Christoph Schlingensief, der Peter Pan der Kunst, der morgen, Samstag, 60 wird? Genauso wenig möglich wie ein Schlingensief, der Maske trägt und Abstand hält. Abstand zu einer Welt, die sich in diesen zehn Jahren, seit er am 21. August 2010 gestorben ist, so verändert hat, dass man sich diesen Künstler, der seine Zeit und ihre Kunst so geprägt hat wie kein anderer, darin nicht mehr vorstellen kann. Es ist erstaunlich, wie spürbar das wird in dem wunderbar dicht montierten Dokumentarfilm „In das Schweigen hineinschreien“ von Bettina Böhler, der heute, Freitag, und am Sonntag bei der Viennale im Rahmen eines ganzen Schwerpunkts zu Schlingensiefs filmischem Werk läuft (und ab 6. 11. regulär im Kino).

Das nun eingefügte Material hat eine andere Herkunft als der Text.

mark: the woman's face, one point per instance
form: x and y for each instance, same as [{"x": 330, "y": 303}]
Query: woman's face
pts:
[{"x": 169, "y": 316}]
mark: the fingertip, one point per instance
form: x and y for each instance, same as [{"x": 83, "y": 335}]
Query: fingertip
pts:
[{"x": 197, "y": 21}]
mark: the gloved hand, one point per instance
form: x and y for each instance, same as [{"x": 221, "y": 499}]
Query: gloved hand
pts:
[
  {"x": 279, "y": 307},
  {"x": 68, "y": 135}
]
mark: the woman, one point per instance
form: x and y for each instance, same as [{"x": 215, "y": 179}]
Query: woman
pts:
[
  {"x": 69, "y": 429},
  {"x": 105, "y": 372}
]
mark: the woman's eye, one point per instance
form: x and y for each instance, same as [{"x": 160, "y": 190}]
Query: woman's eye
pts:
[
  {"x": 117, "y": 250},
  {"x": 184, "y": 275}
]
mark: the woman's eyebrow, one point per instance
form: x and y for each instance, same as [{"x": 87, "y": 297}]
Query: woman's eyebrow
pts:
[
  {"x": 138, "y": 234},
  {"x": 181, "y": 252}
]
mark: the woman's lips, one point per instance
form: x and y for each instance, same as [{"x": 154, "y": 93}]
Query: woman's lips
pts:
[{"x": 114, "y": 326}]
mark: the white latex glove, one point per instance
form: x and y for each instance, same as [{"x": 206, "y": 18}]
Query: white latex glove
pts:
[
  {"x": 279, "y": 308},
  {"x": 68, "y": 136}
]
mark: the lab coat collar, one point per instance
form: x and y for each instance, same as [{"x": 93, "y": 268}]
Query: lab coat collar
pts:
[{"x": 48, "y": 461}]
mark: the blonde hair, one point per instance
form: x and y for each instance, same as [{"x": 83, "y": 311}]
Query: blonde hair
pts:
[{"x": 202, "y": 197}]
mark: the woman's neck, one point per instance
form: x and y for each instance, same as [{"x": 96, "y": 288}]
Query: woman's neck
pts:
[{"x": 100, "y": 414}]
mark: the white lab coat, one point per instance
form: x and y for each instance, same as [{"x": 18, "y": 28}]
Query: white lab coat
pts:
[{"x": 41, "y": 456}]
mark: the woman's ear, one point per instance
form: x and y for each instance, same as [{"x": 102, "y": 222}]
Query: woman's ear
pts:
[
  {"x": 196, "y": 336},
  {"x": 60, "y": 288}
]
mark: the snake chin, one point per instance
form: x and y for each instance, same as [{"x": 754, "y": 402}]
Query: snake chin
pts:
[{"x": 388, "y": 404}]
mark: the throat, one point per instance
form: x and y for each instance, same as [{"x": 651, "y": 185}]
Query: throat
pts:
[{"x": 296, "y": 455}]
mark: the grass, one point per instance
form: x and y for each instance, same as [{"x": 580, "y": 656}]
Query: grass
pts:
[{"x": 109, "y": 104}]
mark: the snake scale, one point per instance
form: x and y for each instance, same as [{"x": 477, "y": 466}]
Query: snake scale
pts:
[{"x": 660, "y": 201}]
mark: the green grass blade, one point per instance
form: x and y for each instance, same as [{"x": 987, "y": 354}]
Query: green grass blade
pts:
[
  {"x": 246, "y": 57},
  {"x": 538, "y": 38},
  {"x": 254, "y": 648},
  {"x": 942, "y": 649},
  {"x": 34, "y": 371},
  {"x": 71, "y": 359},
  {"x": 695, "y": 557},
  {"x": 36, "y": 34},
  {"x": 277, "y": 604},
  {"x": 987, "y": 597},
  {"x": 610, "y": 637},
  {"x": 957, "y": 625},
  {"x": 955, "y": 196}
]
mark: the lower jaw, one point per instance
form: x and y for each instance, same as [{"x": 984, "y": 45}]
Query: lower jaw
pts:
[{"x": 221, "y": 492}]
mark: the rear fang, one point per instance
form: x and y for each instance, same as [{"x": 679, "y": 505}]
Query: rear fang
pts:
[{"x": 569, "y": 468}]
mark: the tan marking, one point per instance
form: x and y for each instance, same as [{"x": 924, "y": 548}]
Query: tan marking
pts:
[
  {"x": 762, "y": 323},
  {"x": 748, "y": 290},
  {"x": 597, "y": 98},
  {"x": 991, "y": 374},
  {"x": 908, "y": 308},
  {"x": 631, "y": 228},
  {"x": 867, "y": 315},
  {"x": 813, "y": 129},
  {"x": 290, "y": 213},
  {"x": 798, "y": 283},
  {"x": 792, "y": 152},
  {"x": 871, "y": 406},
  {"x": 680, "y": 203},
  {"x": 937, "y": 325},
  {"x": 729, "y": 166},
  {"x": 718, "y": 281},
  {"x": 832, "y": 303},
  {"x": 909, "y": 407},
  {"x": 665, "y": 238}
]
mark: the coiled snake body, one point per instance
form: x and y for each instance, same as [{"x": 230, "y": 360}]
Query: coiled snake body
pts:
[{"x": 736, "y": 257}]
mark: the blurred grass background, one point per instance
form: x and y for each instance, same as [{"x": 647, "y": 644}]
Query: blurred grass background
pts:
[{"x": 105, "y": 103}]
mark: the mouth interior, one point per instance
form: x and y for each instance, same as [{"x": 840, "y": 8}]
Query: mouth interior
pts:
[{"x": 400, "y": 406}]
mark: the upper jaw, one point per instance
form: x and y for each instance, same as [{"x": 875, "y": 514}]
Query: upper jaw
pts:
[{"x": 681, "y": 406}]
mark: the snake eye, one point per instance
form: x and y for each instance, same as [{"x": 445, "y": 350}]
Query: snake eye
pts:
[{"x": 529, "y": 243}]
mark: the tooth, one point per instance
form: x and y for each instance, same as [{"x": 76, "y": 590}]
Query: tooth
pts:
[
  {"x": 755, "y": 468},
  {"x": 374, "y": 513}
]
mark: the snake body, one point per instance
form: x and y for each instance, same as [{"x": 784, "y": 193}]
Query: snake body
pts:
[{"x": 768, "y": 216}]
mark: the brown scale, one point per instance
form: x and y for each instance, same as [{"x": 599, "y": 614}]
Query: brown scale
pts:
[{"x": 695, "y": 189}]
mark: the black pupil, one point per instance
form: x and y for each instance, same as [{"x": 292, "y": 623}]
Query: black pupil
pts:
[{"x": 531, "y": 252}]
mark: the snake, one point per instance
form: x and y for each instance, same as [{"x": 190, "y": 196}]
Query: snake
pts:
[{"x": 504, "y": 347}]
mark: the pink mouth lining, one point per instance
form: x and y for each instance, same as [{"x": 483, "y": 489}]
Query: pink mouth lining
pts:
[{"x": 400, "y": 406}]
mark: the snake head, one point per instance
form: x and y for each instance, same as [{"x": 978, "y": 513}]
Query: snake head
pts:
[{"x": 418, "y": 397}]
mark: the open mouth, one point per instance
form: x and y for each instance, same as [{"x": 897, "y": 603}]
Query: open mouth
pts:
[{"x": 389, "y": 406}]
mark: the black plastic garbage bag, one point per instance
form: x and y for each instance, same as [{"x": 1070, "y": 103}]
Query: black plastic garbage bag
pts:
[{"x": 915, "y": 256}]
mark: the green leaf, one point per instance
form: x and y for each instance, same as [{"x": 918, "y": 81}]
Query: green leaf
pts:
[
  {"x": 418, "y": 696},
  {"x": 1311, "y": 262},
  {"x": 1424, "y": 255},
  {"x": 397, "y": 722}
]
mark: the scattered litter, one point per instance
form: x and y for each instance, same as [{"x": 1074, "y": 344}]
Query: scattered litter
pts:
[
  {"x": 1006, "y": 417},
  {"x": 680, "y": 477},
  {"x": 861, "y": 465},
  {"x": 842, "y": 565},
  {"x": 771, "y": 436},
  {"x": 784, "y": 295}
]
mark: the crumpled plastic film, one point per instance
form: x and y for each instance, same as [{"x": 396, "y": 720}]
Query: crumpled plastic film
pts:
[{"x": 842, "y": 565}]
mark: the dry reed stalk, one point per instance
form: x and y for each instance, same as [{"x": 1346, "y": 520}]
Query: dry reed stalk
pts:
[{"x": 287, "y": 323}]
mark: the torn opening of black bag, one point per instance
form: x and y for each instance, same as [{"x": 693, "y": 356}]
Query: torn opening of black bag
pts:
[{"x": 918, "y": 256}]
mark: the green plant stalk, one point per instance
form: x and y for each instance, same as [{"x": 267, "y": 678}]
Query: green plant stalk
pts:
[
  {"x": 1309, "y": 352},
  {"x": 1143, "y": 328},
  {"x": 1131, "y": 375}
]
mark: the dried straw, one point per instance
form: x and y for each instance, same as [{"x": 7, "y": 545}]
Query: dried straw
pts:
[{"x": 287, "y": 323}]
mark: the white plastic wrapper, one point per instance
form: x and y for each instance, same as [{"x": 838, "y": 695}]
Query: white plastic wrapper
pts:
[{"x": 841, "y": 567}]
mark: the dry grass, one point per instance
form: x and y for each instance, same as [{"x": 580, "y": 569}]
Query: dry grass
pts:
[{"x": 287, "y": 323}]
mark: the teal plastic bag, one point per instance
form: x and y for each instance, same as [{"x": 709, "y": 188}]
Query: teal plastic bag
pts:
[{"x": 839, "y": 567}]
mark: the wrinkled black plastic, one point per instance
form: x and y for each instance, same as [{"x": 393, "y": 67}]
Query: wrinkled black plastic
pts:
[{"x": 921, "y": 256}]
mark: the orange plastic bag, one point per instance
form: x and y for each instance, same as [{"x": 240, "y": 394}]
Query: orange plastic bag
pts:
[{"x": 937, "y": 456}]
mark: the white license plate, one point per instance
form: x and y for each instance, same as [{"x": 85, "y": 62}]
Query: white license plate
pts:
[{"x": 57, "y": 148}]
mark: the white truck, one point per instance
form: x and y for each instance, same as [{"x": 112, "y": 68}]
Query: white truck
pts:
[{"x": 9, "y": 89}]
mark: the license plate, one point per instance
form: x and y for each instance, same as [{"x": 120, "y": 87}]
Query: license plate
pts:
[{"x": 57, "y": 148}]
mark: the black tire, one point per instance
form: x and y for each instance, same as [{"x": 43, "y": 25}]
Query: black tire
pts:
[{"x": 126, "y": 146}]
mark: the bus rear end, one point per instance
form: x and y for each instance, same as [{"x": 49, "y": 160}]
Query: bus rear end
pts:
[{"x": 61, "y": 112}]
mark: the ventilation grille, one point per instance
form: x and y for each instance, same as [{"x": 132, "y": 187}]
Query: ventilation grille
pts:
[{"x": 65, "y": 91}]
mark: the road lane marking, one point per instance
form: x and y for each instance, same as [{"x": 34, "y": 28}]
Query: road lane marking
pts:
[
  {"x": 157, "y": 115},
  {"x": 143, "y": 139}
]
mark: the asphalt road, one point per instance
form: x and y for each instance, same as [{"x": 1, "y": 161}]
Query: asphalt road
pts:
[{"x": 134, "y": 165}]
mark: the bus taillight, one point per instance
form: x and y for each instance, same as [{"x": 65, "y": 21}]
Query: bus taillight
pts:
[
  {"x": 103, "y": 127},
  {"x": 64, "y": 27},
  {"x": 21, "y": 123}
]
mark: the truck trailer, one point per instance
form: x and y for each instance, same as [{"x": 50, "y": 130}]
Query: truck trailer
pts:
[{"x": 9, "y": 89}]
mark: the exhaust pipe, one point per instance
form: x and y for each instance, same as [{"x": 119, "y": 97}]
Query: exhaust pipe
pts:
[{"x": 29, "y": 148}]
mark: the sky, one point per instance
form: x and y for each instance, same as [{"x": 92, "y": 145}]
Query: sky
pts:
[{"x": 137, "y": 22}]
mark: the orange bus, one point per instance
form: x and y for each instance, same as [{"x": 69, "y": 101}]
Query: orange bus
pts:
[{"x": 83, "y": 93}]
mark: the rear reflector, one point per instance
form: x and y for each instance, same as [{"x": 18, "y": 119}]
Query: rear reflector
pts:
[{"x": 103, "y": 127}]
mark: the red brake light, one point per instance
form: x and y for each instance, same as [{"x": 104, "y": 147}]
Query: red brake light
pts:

Dieser permanent agierende und agitierende Künstlermensch, die reine Energie, der sich selbst und seine Kunst genauso für wie gegen sich verwendete, so wie alles andere auch, wirkt in dieser müden Zeit wie ein romantischer Held aus längst vergangenen Tagen. Hauptsache keine Normalität. Hauptsache Megafon, Erregung, Brüche. Nur diese bringen uns weiter, war er überzeugt. „Wir sind zum Platzen satt. [. . .] Katastrophen sind das Einzige, was die Zeitschiene unterbricht, auf der wir alle geradeaus fahren. Ungestört. Was spüren tun wir doch nur, wenn diese Schiene unterbrochen wird“, liest man in dem im Sommer erschienenen Interviewband „Kein falsches Wort jetzt“, das seine Frau Aino Laberenz herausgebracht hat.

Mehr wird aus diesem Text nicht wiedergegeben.